Babies Don’t Keep
// April 30th, 2010 // No Comments » // Children and Babies, Life in General
A Nix9to5 reader’s Facebook status about cuddling her baby instead of working and paying bills reminded me of a poem a friend shared with me when I first had the Bear and couldn’t seem to accomplish anything as far as housework went:
Mother, oh Mother, come shake out your cloth
Empty the dustpan, poison the moth,
Hang out the washing and butter the bread,
Sew on a button and make up a bed.
Where is the mother whose house is so shocking?
She’s up in the nursery, blissfully rocking.
Oh, I’ve grown shiftless as Little Boy Blue
(lullaby, rock-a-bye, Lullaby loo).
Dishes are waiting and bills are past due
(pat-a-cake, darling, and peek-peek-a-boo).

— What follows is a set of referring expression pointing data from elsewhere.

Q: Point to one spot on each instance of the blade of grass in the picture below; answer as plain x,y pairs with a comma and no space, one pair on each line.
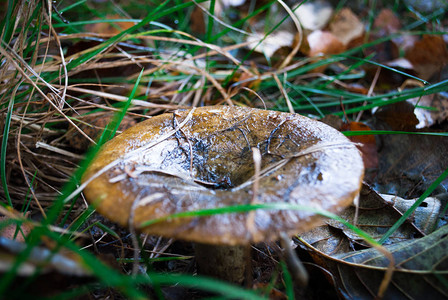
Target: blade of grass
267,206
5,146
107,134
381,132
411,210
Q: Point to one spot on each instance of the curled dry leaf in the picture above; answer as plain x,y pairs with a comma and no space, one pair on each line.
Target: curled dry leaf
420,269
202,159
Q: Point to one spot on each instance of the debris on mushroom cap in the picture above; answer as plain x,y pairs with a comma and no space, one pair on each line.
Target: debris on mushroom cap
198,159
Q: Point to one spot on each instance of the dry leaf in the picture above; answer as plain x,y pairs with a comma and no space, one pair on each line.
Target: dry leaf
109,28
271,43
386,23
346,26
324,43
314,15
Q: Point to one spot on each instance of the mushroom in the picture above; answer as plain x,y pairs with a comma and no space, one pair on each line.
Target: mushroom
203,158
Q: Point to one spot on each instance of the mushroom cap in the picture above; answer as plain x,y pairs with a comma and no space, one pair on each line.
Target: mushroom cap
199,159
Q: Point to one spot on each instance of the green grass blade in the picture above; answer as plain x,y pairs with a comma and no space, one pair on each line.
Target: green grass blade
4,148
382,132
411,210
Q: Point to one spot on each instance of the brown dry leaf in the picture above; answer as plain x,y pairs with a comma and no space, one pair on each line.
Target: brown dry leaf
397,116
420,269
323,43
428,56
376,216
109,28
386,23
210,160
409,163
197,22
314,15
346,26
271,43
428,117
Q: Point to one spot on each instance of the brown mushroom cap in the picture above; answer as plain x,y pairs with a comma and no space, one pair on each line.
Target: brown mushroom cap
200,159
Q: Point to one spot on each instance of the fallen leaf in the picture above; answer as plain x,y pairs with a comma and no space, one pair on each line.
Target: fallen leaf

The shopping is not done and there’s nothing for stew
And out in the yard there is a hullabaloo.
But I’m playing “Kanga” and this is my “Roo.”
Look! Aren’t his eyes the most wonderful hue?
(lullaby, rock-a-bye, lullaby loo).
The cleaning and scrubbing will wait till tomorrow,
For children grow up, as I’ve learned to my sorrow.
So quiet down cobwebs. Dust go to sleep.
I’m rocking my baby and babies don’t keep.
–Ruth Hulburt Hamilton, 1958
When my friend first shared this poem, I cried. I figured it was postpartum hormones, but since I just cried again while reading that last stanza, I guess it’s not.
My house is still a mess, but I feel less guilty about it.